A minute later the surly barista emerged with a tray and cloth to wipe the table. As he tidied up I said, ‘The guy I was with. Do you know him?’
‘Sure. He comes in for a free cup every morning. Lovely fellow.’
‘You know. People buy an extra cup so if someone’s homeless they—’
‘He’s homeless? Are you sure?’
‘Yeah. I mean look at him. He’s got all his life in those bags. And he hates being inside. But he never makes a fuss. Really kind.’ He went to leave and turned back. ‘Sorry about earlier. I didn’t know you were with him. When you said about the tipple I thought you were taking the piss. See, he had a drink problem when he first came in, but the boss told him he’d have to stop or stay away, and he’s got himself clean. But it’s been a struggle and he’s very fragile. He’s had a few problems recently.’
‘I didn’t know. We were at university together. House mates. Really close, but I had some issues after and we drifted apart. Do you know what happened?’

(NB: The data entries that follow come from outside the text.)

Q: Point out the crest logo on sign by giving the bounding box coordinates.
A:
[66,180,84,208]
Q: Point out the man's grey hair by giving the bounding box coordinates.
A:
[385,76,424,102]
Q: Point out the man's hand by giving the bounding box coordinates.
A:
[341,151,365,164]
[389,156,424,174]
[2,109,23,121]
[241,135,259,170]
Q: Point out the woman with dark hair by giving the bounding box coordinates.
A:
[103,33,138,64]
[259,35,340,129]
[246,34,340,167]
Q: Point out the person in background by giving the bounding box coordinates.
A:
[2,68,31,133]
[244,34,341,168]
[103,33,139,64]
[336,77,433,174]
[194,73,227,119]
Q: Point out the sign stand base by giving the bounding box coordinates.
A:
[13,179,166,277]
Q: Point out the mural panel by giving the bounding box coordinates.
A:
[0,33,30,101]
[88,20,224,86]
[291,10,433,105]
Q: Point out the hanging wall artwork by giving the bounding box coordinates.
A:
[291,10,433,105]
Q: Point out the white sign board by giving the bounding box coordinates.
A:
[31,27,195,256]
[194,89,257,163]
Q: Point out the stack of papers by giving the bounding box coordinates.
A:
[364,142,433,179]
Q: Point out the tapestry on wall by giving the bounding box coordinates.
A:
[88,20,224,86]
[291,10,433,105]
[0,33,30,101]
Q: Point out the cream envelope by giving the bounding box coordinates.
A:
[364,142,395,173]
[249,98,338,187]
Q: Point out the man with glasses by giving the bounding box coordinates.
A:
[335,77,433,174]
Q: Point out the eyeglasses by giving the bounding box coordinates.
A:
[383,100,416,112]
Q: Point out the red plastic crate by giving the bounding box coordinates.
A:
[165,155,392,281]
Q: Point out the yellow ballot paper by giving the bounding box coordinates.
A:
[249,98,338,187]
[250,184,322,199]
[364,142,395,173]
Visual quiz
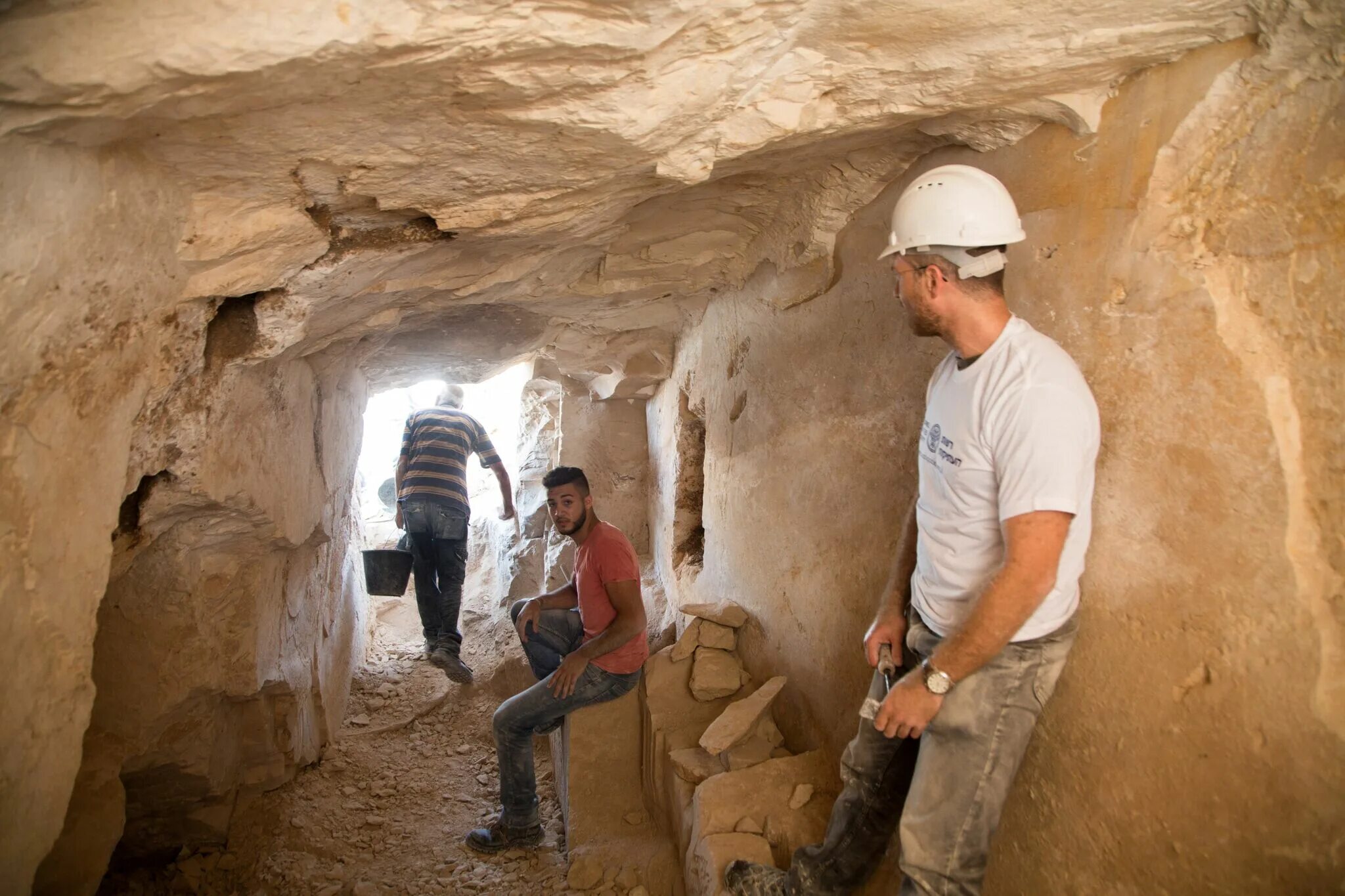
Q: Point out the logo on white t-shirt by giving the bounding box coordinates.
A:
[920,421,961,466]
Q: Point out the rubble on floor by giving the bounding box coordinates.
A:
[640,603,838,896]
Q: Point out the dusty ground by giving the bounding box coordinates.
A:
[100,595,575,896]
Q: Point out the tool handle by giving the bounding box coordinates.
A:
[878,643,897,675]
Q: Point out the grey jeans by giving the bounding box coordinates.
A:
[401,498,468,654]
[494,601,640,828]
[789,612,1077,896]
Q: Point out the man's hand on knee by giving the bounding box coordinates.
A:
[546,650,588,700]
[514,598,542,643]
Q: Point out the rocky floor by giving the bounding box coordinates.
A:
[99,607,578,896]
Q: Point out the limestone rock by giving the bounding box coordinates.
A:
[680,601,748,629]
[688,618,737,650]
[733,815,761,834]
[692,647,742,700]
[669,747,724,784]
[686,832,775,896]
[701,675,788,755]
[669,619,701,662]
[720,736,775,771]
[565,856,603,889]
[689,750,838,866]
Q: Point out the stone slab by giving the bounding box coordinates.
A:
[679,601,748,629]
[693,675,788,755]
[690,750,841,868]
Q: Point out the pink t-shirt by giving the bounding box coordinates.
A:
[574,523,650,675]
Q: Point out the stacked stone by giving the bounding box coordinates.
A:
[642,603,835,896]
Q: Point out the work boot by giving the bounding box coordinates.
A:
[429,645,472,685]
[467,818,542,853]
[724,859,789,896]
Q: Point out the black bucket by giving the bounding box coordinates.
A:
[364,551,412,598]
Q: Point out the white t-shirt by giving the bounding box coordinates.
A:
[910,317,1100,641]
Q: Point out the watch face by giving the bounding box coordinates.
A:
[925,669,952,694]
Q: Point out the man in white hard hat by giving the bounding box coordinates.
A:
[725,165,1100,896]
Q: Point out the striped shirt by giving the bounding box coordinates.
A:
[397,407,500,516]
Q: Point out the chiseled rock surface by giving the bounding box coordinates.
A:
[686,832,775,896]
[690,750,839,868]
[669,619,702,662]
[701,675,788,755]
[697,619,737,650]
[690,647,745,700]
[679,601,748,629]
[669,747,725,784]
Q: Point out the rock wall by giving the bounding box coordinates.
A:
[0,139,364,893]
[648,30,1345,893]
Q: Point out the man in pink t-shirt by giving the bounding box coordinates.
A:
[467,466,650,853]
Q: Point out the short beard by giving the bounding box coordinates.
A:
[906,305,943,336]
[557,509,588,534]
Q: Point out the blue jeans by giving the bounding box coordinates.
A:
[495,601,640,828]
[789,611,1077,896]
[401,498,467,653]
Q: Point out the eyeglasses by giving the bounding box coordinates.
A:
[896,262,935,299]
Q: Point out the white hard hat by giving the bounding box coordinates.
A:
[878,165,1028,278]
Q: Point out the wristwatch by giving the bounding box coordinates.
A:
[920,660,952,697]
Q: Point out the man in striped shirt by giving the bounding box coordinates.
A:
[397,385,514,684]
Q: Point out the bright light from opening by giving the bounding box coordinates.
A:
[359,362,533,521]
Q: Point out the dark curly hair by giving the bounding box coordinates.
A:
[542,466,589,494]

‘A lesson for us all. He never says but… Did you know he was married?’
‘Claudia. Yes, I know her.’
‘I don’t know her name. She came in. Last week. She’s worried about him. He’s got two kids. According to her, a year ago everything was peachy. Then in close order his mum died, he was made redundant and she left him for another guy. He takes to drink, can’t keep up with the bills and before you know it he’s out of his house, bankrupt, with nowhere to live and on the streets. Because he’s never been so low he doesn’t know how to cope, and he gets rolled, the drink doesn’t help. Not sure seeing his wife helped much. Since she came by he’s been in a funny mood. He—’
It was then we heard it. The café is right above the platforms. There was a scream, a squeal of brakes. The barista and I exchanged a look. I think we both knew.
I wrote this story as part of a challenge a few years ago and it now appears in my anthology Life In A Grain Of Sand. Having discussed issues around homelessness recently I thought this bore a second viewing. It is based, at least the opening on a true story I heard at Crisis For Christmas in 2015.